Mina and his colleagues looked at data from affluent countries—England, Wales, the US, and Denmark—where childhood mortality was relatively low, so that they could more clearly pinpoint any change in the death rate connected to the measles. And their results showed that, given measles’ connection to subsequent infections, they could account “for nearly all of the inter-annual fluctuations in childhood infectious disease deaths,” they report. In other words, even if it wasn’t clear that these kids were dying from the measles, the measles was still responsible for their deaths.
There was no way parents in the 1960s and ’70s could have known that, of course. Parents didn’t prioritize getting their kids vaccinated: likely they thought, like David Edmonston’s wife, that “in this country, measles isn’t that bad a thing,” as Arthur Allen reports in Vaccine. To get a sense of how casually people treated the disease, consider the Brady Bunch’s perspective: “If you have to get sick, sure can’t beat the measles.”
“Measles is such an interesting infection,” says Mina. “It was the number one cause of childhood death, before the vaccine was around. But it infects so many kids that, on a case-by-case basis, the risk of getting the worst effects was relatively low. It led people to not really think of measles as a terrible disease.”

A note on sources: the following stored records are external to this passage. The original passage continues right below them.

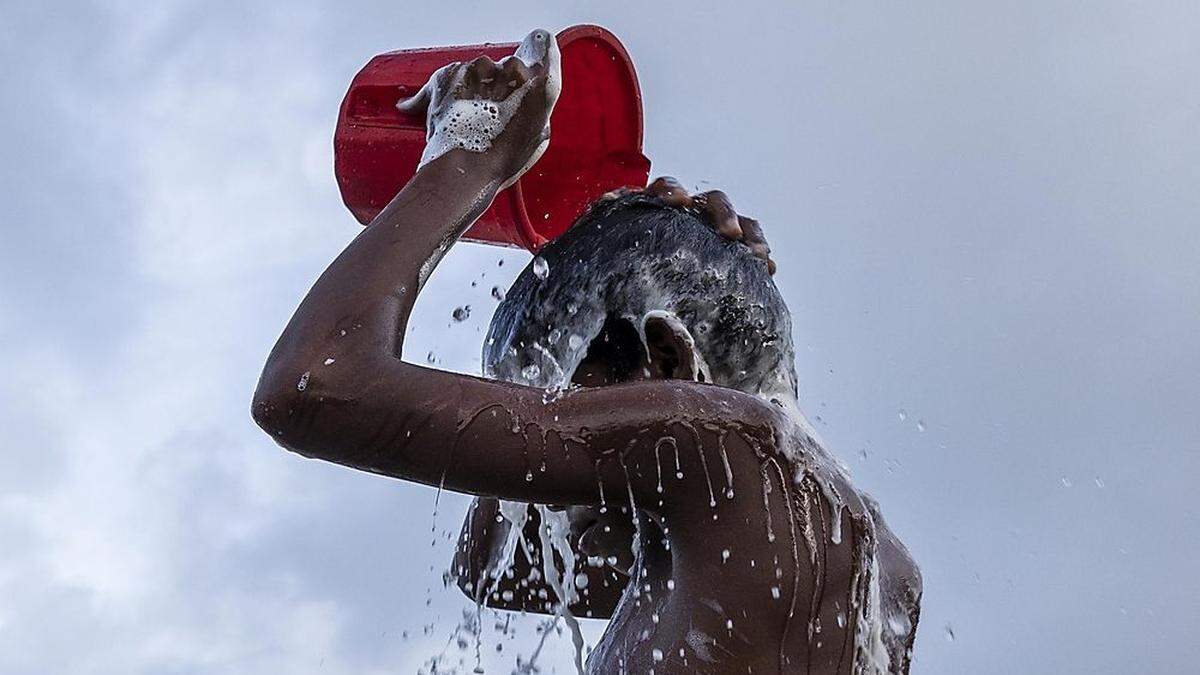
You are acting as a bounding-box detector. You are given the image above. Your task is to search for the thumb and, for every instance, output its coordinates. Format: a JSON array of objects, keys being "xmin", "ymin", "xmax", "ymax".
[{"xmin": 514, "ymin": 28, "xmax": 563, "ymax": 106}]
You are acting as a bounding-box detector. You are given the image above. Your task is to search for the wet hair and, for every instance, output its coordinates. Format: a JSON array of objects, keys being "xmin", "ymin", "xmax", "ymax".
[{"xmin": 482, "ymin": 193, "xmax": 796, "ymax": 400}]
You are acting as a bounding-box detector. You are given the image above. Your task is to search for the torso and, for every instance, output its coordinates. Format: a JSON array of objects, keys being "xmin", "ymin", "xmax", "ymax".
[{"xmin": 588, "ymin": 417, "xmax": 920, "ymax": 675}]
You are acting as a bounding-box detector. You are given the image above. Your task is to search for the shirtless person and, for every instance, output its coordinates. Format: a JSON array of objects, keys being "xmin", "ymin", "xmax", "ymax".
[{"xmin": 253, "ymin": 30, "xmax": 920, "ymax": 674}]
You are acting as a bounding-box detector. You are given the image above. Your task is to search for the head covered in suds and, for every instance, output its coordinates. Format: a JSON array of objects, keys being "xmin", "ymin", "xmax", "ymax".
[{"xmin": 484, "ymin": 193, "xmax": 796, "ymax": 405}]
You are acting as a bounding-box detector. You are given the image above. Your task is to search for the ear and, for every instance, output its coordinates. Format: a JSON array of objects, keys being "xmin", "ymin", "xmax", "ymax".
[{"xmin": 642, "ymin": 311, "xmax": 704, "ymax": 382}]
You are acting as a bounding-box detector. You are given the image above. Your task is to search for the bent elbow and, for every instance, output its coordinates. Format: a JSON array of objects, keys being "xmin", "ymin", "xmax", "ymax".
[{"xmin": 250, "ymin": 364, "xmax": 304, "ymax": 443}]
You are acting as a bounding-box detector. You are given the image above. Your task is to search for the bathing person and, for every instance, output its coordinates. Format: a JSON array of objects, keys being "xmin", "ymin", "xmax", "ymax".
[{"xmin": 252, "ymin": 31, "xmax": 920, "ymax": 674}]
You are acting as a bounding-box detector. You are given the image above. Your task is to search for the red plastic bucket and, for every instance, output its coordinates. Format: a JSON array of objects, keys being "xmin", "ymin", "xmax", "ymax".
[{"xmin": 334, "ymin": 25, "xmax": 650, "ymax": 251}]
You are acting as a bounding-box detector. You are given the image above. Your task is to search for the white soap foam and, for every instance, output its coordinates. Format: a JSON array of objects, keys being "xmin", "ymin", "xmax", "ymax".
[{"xmin": 419, "ymin": 29, "xmax": 563, "ymax": 176}]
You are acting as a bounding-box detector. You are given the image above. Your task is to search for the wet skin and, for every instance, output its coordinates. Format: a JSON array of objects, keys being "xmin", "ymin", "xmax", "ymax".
[{"xmin": 252, "ymin": 31, "xmax": 919, "ymax": 674}]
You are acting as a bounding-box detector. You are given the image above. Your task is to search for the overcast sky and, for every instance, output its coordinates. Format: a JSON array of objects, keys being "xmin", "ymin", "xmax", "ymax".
[{"xmin": 0, "ymin": 0, "xmax": 1200, "ymax": 675}]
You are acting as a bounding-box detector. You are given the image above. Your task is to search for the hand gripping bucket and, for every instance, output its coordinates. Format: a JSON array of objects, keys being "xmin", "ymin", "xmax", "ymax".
[{"xmin": 334, "ymin": 25, "xmax": 650, "ymax": 252}]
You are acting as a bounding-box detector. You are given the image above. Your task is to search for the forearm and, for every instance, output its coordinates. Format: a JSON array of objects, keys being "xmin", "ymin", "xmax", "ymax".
[{"xmin": 259, "ymin": 151, "xmax": 500, "ymax": 379}]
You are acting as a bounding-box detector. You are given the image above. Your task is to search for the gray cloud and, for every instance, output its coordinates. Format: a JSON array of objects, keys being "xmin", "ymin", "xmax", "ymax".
[{"xmin": 0, "ymin": 1, "xmax": 1200, "ymax": 674}]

But what his and his colleagues’ work shows is that, even beyond the deaths measles was directly responsible for, it functioned as a sort of shadowy assassin that left other diseases do its dirty work. And that makes today’s measles outbreaks—small by pre-vaccine standards, but some of the largest in recent U.S. history—even more alarming. If measles can delete already acquired immunities, as vaccination rates fall, the kids who are contracting this preventable disease are being put at higher risk for a slew of other dangerous diseases.
Mina’s own views on vaccination were shaped, in part, by growing up in communities where not everyone accepted them. “I was raised in a family that was open to both Western and alternative medicine,” he said. “I had this chiropractor, and he was totally against getting vaccines, and he ended up dying when I was 8 or 9 because he refused to use antibiotics and deal with Western medicine.” In high school, Mina went to a Waldorf school where many of his classmates were unvaccinated, and he says, “I was always yelling at my friends’ parents because they weren’t getting their kids vaccinated.” Later, after he had moved to Sri Lanka, he “ended up becoming a Buddhist monk for awhile” and landed, in the wake of the 2004 tsunami, in a refugee camp where infectious diseases were widespread, he decided to focus his career on studying them.
“Measles is far from a benign infection,” he says. “It has these large, long term consequences that put children at risk for other diseases. And I think it just drives home the message that we really need to be diligent about vaccinating our kids.”